Chief Justice Luke Malaba is under fire after a High Court judge who recently resigned to evade a serious corruption investigation – Webster Chinamora – has been unlawfullly allowed back to write several outstanding judgements without being first cleared of charges of corruption.
Legal experts told a local online this is a legally dubious arrangement which may well be illegal and may open the floodgates for more corruption as Chinamora can longer be reined in through a constitutional mechanism of a tribunal again since he has already escaped one.
Chinamora resigned on 17 November after President Emmerson Mnangagwa had appointed a tribunal to investigate his suitability to continue to hold office
following a litany of corruption allegations against him.

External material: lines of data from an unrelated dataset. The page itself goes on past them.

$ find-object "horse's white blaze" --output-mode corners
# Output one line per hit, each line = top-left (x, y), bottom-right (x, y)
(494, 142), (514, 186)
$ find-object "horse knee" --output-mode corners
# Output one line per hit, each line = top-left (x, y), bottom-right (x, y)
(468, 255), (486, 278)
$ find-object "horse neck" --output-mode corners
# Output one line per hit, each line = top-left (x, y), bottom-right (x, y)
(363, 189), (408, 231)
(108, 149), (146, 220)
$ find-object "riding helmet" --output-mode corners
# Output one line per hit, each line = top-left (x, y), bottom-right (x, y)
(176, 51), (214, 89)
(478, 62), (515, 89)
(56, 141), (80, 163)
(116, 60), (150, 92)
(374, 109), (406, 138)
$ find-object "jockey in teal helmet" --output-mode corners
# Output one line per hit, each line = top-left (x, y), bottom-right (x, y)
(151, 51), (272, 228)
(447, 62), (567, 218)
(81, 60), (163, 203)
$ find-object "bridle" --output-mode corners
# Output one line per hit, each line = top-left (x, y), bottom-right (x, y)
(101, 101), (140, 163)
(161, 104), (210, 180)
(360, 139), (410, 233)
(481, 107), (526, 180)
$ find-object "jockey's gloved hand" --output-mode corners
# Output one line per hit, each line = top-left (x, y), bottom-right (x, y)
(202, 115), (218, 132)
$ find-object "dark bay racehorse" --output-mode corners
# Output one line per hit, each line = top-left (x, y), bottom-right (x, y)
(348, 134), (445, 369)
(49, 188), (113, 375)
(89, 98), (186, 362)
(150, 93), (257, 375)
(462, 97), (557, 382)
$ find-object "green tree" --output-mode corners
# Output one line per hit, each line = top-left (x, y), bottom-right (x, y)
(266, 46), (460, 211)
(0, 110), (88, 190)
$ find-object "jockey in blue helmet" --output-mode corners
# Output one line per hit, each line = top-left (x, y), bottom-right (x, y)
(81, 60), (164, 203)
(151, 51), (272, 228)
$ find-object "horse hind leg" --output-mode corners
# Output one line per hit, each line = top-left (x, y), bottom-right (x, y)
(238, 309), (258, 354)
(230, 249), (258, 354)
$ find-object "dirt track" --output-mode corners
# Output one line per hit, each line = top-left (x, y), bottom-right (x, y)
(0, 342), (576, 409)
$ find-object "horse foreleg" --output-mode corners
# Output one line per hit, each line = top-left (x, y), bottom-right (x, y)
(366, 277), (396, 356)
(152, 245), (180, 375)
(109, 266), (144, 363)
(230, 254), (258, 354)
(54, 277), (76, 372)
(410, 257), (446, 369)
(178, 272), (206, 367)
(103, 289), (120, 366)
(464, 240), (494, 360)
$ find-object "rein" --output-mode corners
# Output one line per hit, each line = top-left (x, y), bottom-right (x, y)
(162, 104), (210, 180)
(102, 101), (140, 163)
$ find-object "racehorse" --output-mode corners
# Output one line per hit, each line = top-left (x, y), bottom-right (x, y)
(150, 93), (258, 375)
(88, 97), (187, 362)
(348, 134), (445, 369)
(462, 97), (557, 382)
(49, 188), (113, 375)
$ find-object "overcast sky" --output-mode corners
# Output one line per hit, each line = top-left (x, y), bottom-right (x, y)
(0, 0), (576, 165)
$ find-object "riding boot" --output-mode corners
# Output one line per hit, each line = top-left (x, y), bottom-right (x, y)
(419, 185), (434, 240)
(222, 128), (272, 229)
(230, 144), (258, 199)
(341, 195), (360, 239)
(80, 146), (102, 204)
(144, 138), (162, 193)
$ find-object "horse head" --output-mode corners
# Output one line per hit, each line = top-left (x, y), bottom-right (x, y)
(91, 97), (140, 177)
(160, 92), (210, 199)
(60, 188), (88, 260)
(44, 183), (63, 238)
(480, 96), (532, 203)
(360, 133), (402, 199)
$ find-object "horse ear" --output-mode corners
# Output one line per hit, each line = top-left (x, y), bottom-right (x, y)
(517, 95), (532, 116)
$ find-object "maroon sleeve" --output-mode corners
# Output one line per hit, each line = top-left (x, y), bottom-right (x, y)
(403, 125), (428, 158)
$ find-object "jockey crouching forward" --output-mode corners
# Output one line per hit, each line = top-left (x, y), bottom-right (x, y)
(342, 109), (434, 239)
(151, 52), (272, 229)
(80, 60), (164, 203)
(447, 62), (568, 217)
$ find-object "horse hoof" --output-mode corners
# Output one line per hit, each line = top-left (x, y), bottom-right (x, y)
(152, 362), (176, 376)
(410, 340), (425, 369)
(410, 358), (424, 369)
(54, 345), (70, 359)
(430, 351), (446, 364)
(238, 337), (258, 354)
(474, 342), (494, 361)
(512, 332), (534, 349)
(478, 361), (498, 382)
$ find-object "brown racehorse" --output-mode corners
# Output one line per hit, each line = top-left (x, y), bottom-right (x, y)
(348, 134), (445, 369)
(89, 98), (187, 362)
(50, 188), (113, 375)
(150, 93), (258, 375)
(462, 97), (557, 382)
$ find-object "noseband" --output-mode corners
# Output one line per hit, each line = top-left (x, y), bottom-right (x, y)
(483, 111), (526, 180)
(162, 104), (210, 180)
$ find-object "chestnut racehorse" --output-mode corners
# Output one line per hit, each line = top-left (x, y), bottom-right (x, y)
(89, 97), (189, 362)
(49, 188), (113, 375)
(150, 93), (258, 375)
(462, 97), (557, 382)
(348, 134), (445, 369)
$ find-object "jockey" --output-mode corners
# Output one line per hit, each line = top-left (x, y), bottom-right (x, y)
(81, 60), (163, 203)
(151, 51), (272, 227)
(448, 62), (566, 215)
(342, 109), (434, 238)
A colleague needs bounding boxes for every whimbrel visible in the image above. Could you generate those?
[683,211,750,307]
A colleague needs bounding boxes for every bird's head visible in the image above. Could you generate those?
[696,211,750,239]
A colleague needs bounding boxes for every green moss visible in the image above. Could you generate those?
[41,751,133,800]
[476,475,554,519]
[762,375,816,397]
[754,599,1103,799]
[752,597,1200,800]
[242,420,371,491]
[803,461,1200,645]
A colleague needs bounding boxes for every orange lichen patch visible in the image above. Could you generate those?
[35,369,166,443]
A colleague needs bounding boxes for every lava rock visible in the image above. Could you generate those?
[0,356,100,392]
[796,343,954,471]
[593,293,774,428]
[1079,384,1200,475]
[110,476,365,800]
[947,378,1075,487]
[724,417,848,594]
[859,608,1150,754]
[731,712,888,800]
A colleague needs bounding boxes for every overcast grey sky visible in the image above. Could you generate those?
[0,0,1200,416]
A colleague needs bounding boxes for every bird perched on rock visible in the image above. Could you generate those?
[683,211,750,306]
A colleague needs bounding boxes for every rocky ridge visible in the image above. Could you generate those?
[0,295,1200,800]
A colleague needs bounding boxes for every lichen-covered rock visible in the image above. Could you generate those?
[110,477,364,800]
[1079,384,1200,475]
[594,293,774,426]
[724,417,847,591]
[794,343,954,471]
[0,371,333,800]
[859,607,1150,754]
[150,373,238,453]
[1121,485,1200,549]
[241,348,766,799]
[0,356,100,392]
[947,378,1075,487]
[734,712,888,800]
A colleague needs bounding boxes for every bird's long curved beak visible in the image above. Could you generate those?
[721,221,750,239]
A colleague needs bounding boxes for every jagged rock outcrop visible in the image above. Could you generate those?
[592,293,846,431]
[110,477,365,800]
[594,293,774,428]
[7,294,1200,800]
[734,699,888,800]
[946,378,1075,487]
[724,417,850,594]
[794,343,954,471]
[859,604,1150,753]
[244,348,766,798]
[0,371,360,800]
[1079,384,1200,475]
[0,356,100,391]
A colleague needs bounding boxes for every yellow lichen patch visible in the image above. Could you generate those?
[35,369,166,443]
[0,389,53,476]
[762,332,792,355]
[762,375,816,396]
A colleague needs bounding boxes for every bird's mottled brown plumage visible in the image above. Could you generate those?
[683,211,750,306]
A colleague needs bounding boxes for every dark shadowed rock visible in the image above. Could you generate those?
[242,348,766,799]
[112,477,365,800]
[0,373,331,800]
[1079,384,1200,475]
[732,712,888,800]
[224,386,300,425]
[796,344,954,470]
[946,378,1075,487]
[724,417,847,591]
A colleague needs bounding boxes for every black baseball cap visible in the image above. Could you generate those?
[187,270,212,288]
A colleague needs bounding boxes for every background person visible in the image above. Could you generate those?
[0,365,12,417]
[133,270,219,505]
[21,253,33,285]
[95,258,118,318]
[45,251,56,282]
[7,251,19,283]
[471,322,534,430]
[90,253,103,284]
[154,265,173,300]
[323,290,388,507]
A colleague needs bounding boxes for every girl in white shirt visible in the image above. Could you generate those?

As exclusively reported by a local online, there was a high-level bid by the executive to protect Chinamora from a tribunal investigation after the Judicial Services Commission (JSC) recommended way back in March that he should be probed together with a High Court colleague Justice Martin Makonese.
Mnangagwa was quick to appoint a tribunal to probe Makonese in April, but took almost 10 months to do the same for Chinamora.
This only happened due to sustained pressure from the media and legal fraternity. Prominent lawyer Beatrice Mtetwa write to Mnangagwa over the issue, accusing him of unconstitutional conduct.
Supreme Court Justice Francis Bere and High Court judges Erica Ndewere, Thompson Mabhikwa and Edith Mushore were fired from the bench over gross misconduct.
Lawyers say after Chinamora abruptly resigned to escape investigation by the Justice Ahmed Ebrahim Tribunal, he should no longer be allowed back because he was not cleared of charges against him and will now come back with carte blache in his practice.
Even though judges who resign are allowed by practice to finish their outstanding judgements, Chinamora’s case is different as he was automatically suspended by operation of law after Mnangagwa appointed a tribunal to investigate him.
So he must not be given yet another chance on the bench after he resigned following the appointment of a tribunal – which meant subsequent loss of legal authority to preside over court cases – as that would be tantamount to giving him a new opportunity to perpetuate corruption, especially without the check and balance of a constitutional disciplinary recourse.